Obviously, something happened in July 2020 to boost sales among returning customers. That might have been an offer or a promotion, in which case the business will know and can see the impact of that sale on customer retention. Or, the trend may be due to some external factor that the business must determine, so they can adjust the strategy and operations to capitalize on similar opportunities. Either way, it provides fuel for further investigation and optimization.
OK, so now you know how to read a single cohort analysis chart but comparing two cohort charts is where the magic lies.
Single analysis charts can help marketers spot and dig into the behavioral patterns of certain groups; as in the above chart, often with actions such as purchases. Comparing two charts allows marketers to track the impact of specific variables on the same audiences, or even assess the effectiveness of different approaches on varied audiences. To demonstrate what that might look like in practice, we’ll go through those scenarios in turn.
For scenario one, a marketer might want to determine whether a certain medium has the biggest effect on increasing website visits for a given cohort. The chart for their first analysis may look at audiences and customers coming to the site after receiving an offer via email and in later days across a month, while the second analyzes those served with the same creative as a social media ad. This direct comparison for email and social will show which delivery method wins out.
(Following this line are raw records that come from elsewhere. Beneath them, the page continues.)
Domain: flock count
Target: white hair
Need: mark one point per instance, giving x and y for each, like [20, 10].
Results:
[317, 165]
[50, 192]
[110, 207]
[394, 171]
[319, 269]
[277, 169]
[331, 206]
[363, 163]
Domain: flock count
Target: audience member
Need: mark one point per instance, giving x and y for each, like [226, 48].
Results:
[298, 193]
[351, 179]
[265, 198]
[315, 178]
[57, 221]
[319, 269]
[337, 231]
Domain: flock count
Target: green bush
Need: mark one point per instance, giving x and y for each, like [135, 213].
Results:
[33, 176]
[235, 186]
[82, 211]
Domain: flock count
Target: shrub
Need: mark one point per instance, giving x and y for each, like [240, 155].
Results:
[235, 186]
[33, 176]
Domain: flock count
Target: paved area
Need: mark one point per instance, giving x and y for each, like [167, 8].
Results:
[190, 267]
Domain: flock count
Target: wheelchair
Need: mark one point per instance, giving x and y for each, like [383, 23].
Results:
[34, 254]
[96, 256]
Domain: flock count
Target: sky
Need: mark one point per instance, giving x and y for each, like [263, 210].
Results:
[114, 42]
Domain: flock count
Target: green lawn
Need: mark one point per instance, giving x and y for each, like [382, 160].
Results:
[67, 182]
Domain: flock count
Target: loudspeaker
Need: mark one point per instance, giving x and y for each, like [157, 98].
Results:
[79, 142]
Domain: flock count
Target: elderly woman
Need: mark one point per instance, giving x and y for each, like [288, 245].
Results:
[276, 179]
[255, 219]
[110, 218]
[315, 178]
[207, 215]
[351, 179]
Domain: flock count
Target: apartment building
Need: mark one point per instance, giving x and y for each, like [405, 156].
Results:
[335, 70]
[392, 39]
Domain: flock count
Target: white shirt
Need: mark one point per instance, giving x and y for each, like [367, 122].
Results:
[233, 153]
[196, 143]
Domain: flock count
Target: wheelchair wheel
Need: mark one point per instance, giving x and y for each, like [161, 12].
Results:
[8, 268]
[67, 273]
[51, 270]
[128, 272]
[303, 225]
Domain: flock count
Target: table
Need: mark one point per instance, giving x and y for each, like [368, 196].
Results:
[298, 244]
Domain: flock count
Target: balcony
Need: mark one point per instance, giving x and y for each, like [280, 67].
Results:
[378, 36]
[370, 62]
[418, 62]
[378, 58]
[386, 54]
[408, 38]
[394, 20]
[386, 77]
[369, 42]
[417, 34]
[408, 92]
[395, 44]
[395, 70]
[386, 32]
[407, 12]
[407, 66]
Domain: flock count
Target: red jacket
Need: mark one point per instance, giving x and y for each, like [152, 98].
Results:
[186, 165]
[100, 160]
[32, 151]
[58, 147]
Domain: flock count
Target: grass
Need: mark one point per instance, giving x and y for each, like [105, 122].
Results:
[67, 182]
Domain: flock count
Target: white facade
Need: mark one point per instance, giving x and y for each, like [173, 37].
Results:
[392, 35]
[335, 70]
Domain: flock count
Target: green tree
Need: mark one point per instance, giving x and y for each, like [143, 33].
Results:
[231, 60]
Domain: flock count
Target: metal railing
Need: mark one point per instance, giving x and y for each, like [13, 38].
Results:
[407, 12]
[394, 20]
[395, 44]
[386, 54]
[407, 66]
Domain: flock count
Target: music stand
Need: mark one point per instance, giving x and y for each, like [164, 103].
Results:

Or scenario two, a business working across B2B and B2C might want to understand how well messages work for different target audiences. Setting dwell time on the brand site as the engagement metric, they can generate cohort charts for the same advertising message delivered to a B2B and B2C audience, tracking how long those who clicked through stuck around for each return session over a six-month period.
On both counts, what marketers get is an idea of which elements are driving the highest gains and how strategies should be adapted in future.
As already mentioned, you can use cohort analysis straight out of Google Analytics - but it’s worth noting that there are some limitations.
First, while cohort analysis can (and should) be used for tracking multiple different shared characteristics, Google Analytics can only define cohorts based on the first time a user visits your website. Secondly, tracking retention and returning users to your site is going to start getting much harder with upcoming changes focused on customer privacy.
Thirdly, since cohort data is related to time periods, collecting enough data can be a lengthy process, meaning marketers will have to wait for days, weeks, months and even years before they can gather sufficient data for highly illuminating, but also sometimes belated analysis.
Confusion around cohort analysis is understandable. When combined with the limits of what it can do at speed, it’s not surprising that many marketers have yet to fully take the plunge and find out what it can deliver. But dismissing it as too intricate to be worth the hassle can mean you are missing out on huge, data-driven opportunities that could significantly improve your understanding of audience and customer behavior, and also your marketing effectiveness.
The ultimate verdict on diving into cohort analysis: it takes work, but it’s more than worthwhile.